Миронов поцеловал ее руку, пошел, но вернулся, подошел к окну, проворчавши: «Чуть не забыл! А Даша придет завтра поутру!» — и схватил с окна небольшую плоскую картонку. Движение было порывистое, крышка приподнялась, выскользнула, и сама картонка упала. Цветы, ленты рассыпались по полу. — Миронов зацепил, как попалось, первые, какие подвернулись,
— Осторожнее, все испортите. Кладите на окно. В картонку уложу сама. — Волгина подошла к окну, стала укладывать. — Идите, спросите у Наташи веревочку, завязать получше А то, с вашею досадою, еще разроняете по дороге. — Миронов принес веревочку, Волгина завязала картонку. Он опять поцеловал руку и ушел.
Нивельзин внимательно всматривался в цветы и ленты, которые подбирал Миронов, и лицо его прояснилось: он должен был заметить, что ленты несколько помяты; вероятно, он убедился из этого, что Даша никак не сестра Миронова: Волгина не могла бы дарить сестре своего приятеля уборы, которые бросила, и могла бы отдать своей горничной.
— Мне кажется, я начинаю несколько понимать вас, — сказал он, проводив глазами Миронова.
— Понимать меня вовсе не трудно: надобно только понимать в самом простом и прямом смысле все, что я говорю.
— Именно поэтому-то и очень трудно понять вас: вы слишком не похожа по характеру на других женщин.

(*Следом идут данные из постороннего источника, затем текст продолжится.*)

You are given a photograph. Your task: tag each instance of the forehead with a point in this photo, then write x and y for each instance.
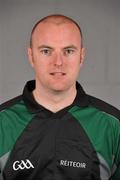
(56, 31)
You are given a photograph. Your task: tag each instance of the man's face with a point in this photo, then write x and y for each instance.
(56, 55)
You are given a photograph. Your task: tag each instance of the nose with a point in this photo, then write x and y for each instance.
(58, 61)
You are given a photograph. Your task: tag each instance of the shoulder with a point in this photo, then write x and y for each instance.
(10, 103)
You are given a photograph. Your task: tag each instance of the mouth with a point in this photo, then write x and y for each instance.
(58, 74)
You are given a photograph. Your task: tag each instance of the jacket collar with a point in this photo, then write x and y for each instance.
(81, 99)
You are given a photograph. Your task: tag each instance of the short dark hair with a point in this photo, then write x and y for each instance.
(55, 16)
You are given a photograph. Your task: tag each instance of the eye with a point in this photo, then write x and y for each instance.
(46, 51)
(68, 52)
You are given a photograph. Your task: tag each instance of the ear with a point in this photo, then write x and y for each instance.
(30, 56)
(82, 55)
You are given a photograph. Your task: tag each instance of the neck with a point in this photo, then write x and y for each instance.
(55, 100)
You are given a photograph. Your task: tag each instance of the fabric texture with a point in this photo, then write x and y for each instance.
(79, 142)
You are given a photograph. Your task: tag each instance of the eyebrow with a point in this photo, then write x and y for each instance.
(44, 46)
(66, 47)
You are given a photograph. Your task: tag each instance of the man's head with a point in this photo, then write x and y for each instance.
(57, 19)
(56, 52)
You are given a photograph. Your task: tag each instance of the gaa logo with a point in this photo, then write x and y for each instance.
(23, 164)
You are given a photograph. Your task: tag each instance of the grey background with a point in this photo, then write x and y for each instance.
(100, 22)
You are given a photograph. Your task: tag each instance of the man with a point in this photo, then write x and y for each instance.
(54, 130)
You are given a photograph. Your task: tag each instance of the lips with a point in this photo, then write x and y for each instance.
(58, 73)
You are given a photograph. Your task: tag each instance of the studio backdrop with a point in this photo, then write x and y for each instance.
(100, 23)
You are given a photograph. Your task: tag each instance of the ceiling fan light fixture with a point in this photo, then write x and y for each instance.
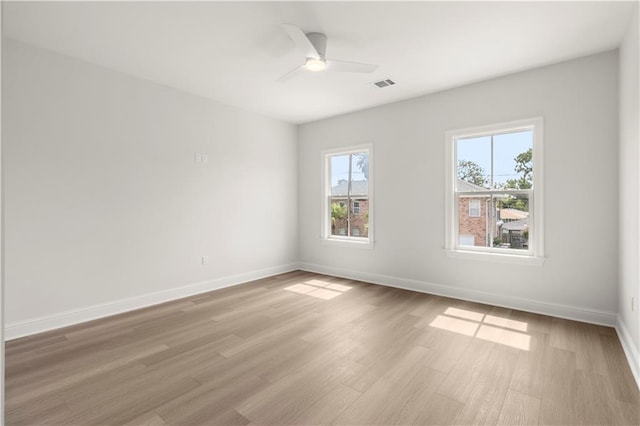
(315, 65)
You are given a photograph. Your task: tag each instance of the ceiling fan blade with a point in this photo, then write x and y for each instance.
(342, 66)
(301, 40)
(291, 74)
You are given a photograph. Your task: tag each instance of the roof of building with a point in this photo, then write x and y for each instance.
(358, 188)
(516, 225)
(513, 214)
(464, 186)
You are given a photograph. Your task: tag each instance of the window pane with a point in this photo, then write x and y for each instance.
(339, 215)
(349, 198)
(513, 221)
(473, 163)
(360, 218)
(339, 175)
(474, 229)
(512, 160)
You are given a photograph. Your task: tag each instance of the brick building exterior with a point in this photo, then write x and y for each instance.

— Мой муж говорит, это потому, что все они, так или иначе, невольницы. Он говорит, что я никогда не могла бы стать похожа на невольницу. Не знаю; он слишком любит меня, поэтому, как говорит со мною обо мне, фантазирует до смешного.

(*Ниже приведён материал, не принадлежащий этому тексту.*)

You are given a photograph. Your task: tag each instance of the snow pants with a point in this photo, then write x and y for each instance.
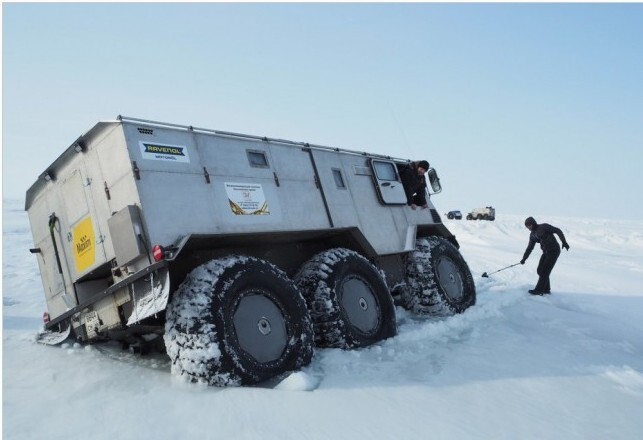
(545, 266)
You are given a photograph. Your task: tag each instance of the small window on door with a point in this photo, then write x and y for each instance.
(385, 171)
(339, 179)
(258, 159)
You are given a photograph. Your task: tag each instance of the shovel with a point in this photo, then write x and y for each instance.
(486, 275)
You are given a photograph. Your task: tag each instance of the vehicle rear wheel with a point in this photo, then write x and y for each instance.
(348, 299)
(237, 321)
(438, 280)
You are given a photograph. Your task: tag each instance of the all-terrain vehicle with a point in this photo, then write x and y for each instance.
(486, 213)
(239, 253)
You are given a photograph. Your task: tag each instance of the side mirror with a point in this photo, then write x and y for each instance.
(434, 180)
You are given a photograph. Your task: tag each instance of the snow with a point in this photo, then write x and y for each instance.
(565, 366)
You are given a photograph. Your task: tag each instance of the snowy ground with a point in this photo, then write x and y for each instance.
(566, 366)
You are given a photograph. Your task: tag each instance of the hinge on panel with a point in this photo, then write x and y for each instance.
(137, 172)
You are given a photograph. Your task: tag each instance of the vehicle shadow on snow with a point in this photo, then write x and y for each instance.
(506, 335)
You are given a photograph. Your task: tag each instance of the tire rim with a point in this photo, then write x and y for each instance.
(260, 328)
(449, 278)
(360, 305)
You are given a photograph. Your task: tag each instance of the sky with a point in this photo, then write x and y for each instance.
(535, 109)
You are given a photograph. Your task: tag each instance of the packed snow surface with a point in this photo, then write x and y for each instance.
(565, 366)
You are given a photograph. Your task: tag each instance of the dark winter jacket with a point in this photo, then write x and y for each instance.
(414, 185)
(544, 234)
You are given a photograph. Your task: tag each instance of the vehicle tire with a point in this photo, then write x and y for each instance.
(237, 321)
(438, 280)
(348, 299)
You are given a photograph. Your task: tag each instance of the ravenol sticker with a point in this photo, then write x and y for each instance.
(84, 245)
(247, 199)
(171, 153)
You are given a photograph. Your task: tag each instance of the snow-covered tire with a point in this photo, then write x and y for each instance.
(438, 280)
(237, 321)
(347, 298)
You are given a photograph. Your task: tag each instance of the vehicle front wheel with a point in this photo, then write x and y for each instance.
(237, 321)
(438, 280)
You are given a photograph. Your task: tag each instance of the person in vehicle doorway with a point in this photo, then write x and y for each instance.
(414, 183)
(544, 234)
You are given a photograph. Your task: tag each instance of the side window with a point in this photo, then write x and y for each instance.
(385, 171)
(339, 179)
(257, 159)
(389, 188)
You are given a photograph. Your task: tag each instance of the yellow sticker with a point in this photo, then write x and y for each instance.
(84, 253)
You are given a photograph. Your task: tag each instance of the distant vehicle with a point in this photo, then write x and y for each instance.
(486, 213)
(241, 252)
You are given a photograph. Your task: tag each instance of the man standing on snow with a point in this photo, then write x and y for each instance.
(543, 234)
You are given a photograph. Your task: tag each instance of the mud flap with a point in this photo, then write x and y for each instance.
(52, 337)
(150, 295)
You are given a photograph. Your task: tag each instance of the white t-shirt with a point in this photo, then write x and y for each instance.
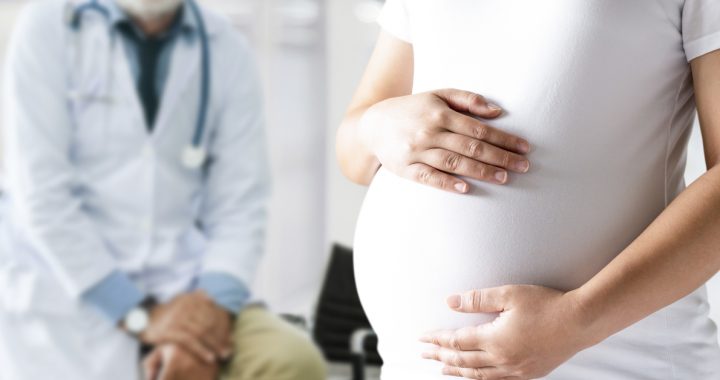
(602, 89)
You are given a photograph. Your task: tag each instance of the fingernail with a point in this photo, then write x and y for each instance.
(454, 301)
(523, 147)
(494, 107)
(522, 166)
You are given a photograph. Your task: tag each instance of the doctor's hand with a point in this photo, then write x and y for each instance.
(196, 323)
(433, 137)
(537, 329)
(172, 362)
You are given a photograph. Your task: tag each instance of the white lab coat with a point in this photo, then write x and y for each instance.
(89, 190)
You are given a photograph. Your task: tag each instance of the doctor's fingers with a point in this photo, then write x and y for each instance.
(462, 359)
(151, 365)
(218, 341)
(195, 346)
(471, 127)
(482, 151)
(455, 163)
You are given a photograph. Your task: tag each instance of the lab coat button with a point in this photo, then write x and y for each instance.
(146, 225)
(147, 152)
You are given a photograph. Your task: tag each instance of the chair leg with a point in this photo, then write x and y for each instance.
(357, 350)
(358, 366)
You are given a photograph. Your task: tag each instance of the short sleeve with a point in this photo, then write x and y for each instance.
(394, 19)
(700, 27)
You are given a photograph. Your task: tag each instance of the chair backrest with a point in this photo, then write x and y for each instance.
(339, 312)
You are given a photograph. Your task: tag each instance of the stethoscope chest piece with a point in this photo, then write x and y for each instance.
(193, 157)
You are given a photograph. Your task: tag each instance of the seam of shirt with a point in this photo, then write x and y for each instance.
(668, 134)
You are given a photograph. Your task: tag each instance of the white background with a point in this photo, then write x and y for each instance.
(312, 53)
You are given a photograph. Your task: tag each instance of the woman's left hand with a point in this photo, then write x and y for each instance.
(537, 329)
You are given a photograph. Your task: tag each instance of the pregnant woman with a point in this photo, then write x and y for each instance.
(527, 215)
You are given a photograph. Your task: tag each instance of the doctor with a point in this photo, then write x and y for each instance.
(134, 214)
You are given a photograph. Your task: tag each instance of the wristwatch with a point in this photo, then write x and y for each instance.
(138, 318)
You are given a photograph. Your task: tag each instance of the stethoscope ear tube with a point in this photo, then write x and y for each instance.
(196, 153)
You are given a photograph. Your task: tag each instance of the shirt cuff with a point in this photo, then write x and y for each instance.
(226, 290)
(114, 296)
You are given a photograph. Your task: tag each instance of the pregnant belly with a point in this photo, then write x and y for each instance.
(415, 245)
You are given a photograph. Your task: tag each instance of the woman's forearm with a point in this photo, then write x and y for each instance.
(675, 255)
(356, 161)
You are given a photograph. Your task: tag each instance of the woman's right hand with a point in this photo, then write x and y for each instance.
(433, 138)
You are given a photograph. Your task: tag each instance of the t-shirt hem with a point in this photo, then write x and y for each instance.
(702, 46)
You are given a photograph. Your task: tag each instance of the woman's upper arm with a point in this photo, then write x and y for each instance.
(389, 73)
(706, 79)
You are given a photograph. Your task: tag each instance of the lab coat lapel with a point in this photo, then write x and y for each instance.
(127, 88)
(184, 70)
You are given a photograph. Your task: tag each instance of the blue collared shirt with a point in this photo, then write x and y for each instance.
(116, 295)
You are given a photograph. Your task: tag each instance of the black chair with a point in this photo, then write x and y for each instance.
(341, 328)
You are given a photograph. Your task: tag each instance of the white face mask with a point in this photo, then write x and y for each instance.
(149, 9)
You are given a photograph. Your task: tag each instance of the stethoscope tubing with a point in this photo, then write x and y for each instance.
(194, 155)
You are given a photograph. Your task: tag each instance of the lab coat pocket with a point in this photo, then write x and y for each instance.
(92, 125)
(26, 290)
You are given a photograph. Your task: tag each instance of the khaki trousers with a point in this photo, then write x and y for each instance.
(269, 348)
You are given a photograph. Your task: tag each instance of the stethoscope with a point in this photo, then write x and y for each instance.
(194, 155)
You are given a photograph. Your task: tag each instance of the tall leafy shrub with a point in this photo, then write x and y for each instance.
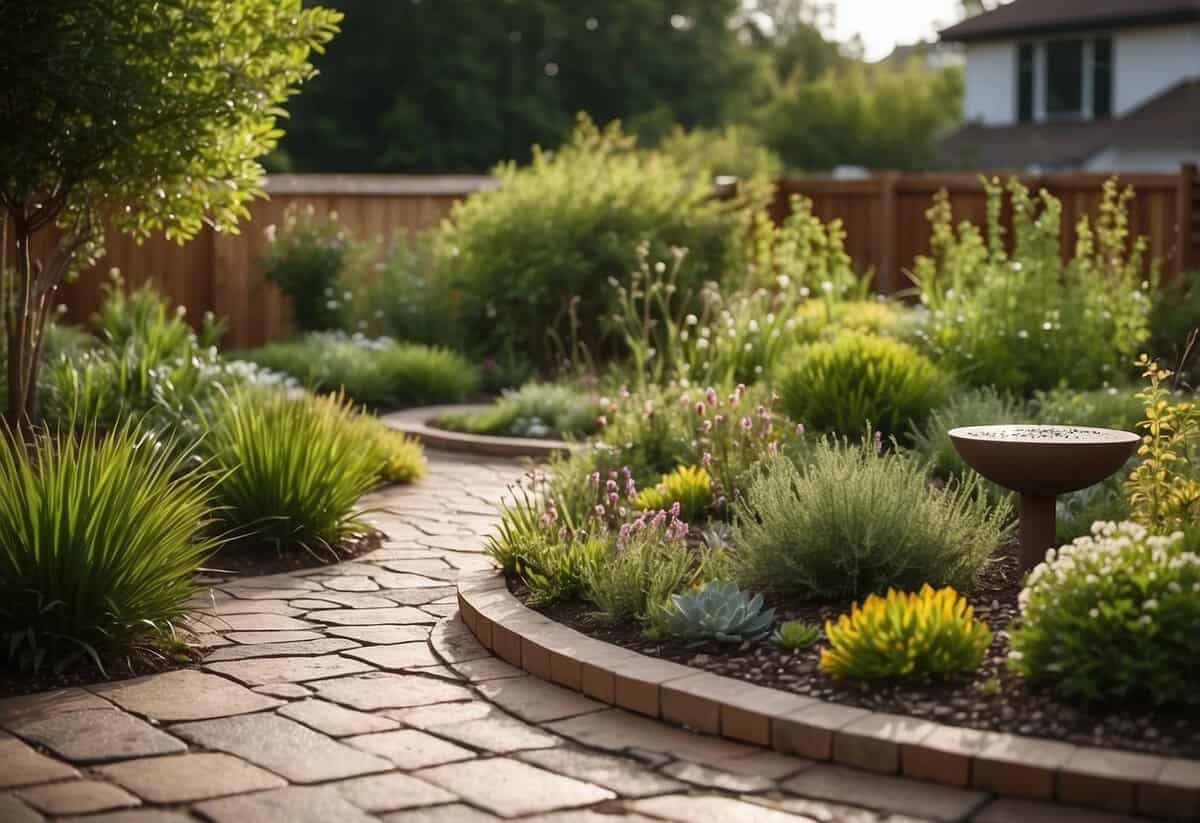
(556, 230)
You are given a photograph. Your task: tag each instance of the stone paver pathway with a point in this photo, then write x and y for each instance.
(353, 692)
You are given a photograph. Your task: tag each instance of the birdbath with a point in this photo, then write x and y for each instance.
(1041, 462)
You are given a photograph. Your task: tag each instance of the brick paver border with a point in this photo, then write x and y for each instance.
(1002, 763)
(419, 422)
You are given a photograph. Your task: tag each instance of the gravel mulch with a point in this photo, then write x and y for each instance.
(991, 698)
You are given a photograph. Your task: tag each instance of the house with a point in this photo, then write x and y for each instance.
(1102, 85)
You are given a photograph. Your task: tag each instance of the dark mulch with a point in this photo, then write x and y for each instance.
(991, 698)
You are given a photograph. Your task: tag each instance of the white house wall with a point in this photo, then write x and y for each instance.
(1149, 61)
(990, 86)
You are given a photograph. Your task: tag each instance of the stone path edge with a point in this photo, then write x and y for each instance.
(418, 422)
(1002, 763)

— И вы, я уверен, несколько преувеличиваете, когда говорите о том, как он изнуряет себя работою. Я не замечал, чтобы он когда-нибудь был похож на изнуренного. Правда, он несколько бледноват, но всмотревшись, видишь, что это уже природный цвет, не болезненный. — Вы огорчаетесь тем, что он отказывает себе во всяких развлечениях; он не отказывает себе в них: они действительно скучны ему. Когда втянешься в работу, которая по сердцу, она становится занимательнее всяких развлечений. Иногда и мне случалось испытывать это, хоть вообще у меня были слишком дурные привычки.
— Благодарю вас, Нивельзин, за то, что вы говорите так хорошо. Я и сама понимаю, что отчасти я могу преувеличивать. Но в самом деле он работает слишком много… Знаете ли, что мне вздумалось? — Он так хвалит вас. Он говорит, что вы и очень умный и что у вас благородный образ мыслей. Я знаю, вам нет надобности писать. Но вы сами сказали, что находили удовольствие в работе, даже и тогда, когда вели рассеянную жизнь. Попробовали бы вы сделаться писателем, Нивельзин: может быть, вы стали бы писать хорошо.
— Чтобы помогать Алексею Ивынычу? — Нет, Лидия Васильевна: мне надобно еще слишком много учиться и думать, чтобы моя работа годилась для него. Он с пренебрежением смотрит на людей, которых я еще уважаю. Он высказывает мысли, о которых я часто и не знаю, каким образом можно дойти до них. — Я могу только писать о математике, об астрономии: это не нужно ему. — Он мог бы легко найти десятки помощников гораздо лучше меня. Но у него такой образ мыслей, которого они не разделяют; а я еще не умею и понимать хорошенько.